Perché ho voluto finire il libro? Perché, al di là della storia, Sally Rooney è maledettamente brava a scrivere, precisa, dettagliata, ha uno stile riconoscibile che ho apprezzato molto di più in Parlarne tra amici, il suo esordio scoppiettante: anche lì protagonisti dei quali non vorresti essere grande amica, ma situazioni e sviluppo della storia di gran lunga più avvincenti. È così talentuosa che è in grado di caratterizzare i protagonisti, permettendoti di entrare nella loro testa caotica, tanto da intuire senza grosse difficoltà cosa faranno o cosa diranno. In Persone normali non succedono chissà quali tragedie amorose, anzi, non succede niente: siamo di fronte a innumerevoli incomprensioni, ai famosi silenzi che parlano e trasmettono emozioni (ve l’ho detto che la Rooney è bravissima a scrivere), a un romanzo permeato di incomunicabilità e pensieri mai espressi se non nel loro contrario. Eppure non riesco a dire che non mi sia piaciuto, perché ho trovato brillanti le tematiche di fondo, il ribaltamento dei ruoli nei sentimenti, la volontà di dipendere dall’altro, le difficoltà a tagliare un ramo che ha smesso di crescere, il dominio fisico e psicologico che gli altri hanno su di noi, il desiderio di essere semplicemente una persona normale (per gli altri? Per noi stessi?) che non si lascia soggiogare dal parere di chi le ruota intorno.

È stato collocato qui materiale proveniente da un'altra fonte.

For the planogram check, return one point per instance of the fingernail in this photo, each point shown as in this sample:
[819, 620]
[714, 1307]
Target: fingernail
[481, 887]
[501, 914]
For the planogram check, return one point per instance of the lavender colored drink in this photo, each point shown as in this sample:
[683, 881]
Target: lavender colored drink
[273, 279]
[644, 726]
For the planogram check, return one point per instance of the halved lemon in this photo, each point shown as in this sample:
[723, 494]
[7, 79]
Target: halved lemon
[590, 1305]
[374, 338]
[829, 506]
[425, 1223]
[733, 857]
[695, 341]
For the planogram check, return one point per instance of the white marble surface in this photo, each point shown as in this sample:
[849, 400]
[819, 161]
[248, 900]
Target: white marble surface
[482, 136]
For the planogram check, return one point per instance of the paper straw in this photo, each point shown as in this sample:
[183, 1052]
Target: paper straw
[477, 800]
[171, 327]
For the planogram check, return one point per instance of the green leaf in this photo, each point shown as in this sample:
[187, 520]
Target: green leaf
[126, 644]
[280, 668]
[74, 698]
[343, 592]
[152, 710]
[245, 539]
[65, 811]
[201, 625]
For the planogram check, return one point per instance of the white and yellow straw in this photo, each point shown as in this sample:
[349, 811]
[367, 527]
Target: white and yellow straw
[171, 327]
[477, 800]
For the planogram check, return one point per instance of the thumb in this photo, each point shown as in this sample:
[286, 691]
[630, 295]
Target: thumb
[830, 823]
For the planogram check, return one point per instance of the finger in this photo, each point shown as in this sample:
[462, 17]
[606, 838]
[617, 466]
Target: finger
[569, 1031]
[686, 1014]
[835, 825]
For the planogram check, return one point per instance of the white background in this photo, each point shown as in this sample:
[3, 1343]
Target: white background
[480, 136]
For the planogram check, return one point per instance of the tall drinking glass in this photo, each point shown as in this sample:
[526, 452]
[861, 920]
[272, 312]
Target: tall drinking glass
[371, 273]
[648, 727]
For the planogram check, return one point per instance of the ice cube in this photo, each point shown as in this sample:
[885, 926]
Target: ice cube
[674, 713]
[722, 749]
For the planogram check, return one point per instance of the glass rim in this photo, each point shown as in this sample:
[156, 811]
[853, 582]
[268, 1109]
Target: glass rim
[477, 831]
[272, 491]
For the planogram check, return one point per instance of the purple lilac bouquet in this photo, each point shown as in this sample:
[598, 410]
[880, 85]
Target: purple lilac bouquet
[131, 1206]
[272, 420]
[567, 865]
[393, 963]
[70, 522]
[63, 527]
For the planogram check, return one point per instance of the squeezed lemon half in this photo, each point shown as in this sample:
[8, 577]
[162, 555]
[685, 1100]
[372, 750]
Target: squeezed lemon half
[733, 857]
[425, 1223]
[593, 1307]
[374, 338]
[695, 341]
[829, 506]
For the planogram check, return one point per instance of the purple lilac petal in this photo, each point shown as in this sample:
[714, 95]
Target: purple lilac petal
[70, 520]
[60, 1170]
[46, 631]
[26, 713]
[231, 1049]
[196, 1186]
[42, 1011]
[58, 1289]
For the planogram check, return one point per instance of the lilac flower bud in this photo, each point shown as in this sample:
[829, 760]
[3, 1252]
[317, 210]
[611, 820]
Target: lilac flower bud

Questo è un romanzo che divide, o piace o non piace, ma io mi sento del tutto incapace di valutarlo come vorrei, e forse è anche questa la sua forza, perché quel non riuscire ad andare avanti nella lettura mi ha fatto trovare il tempo per riflettere su aspetti che da sempre affliggono l’animo umano dall’adolescenza in poi. Non lo so se sia il libro a essere incompiuto, Marianne e Connell a cercare ossessivamente di condividere le loro solitudini, o io a non sentirmi pienamente soddisfatta, però siamo qui a parlarne e questo mi basta.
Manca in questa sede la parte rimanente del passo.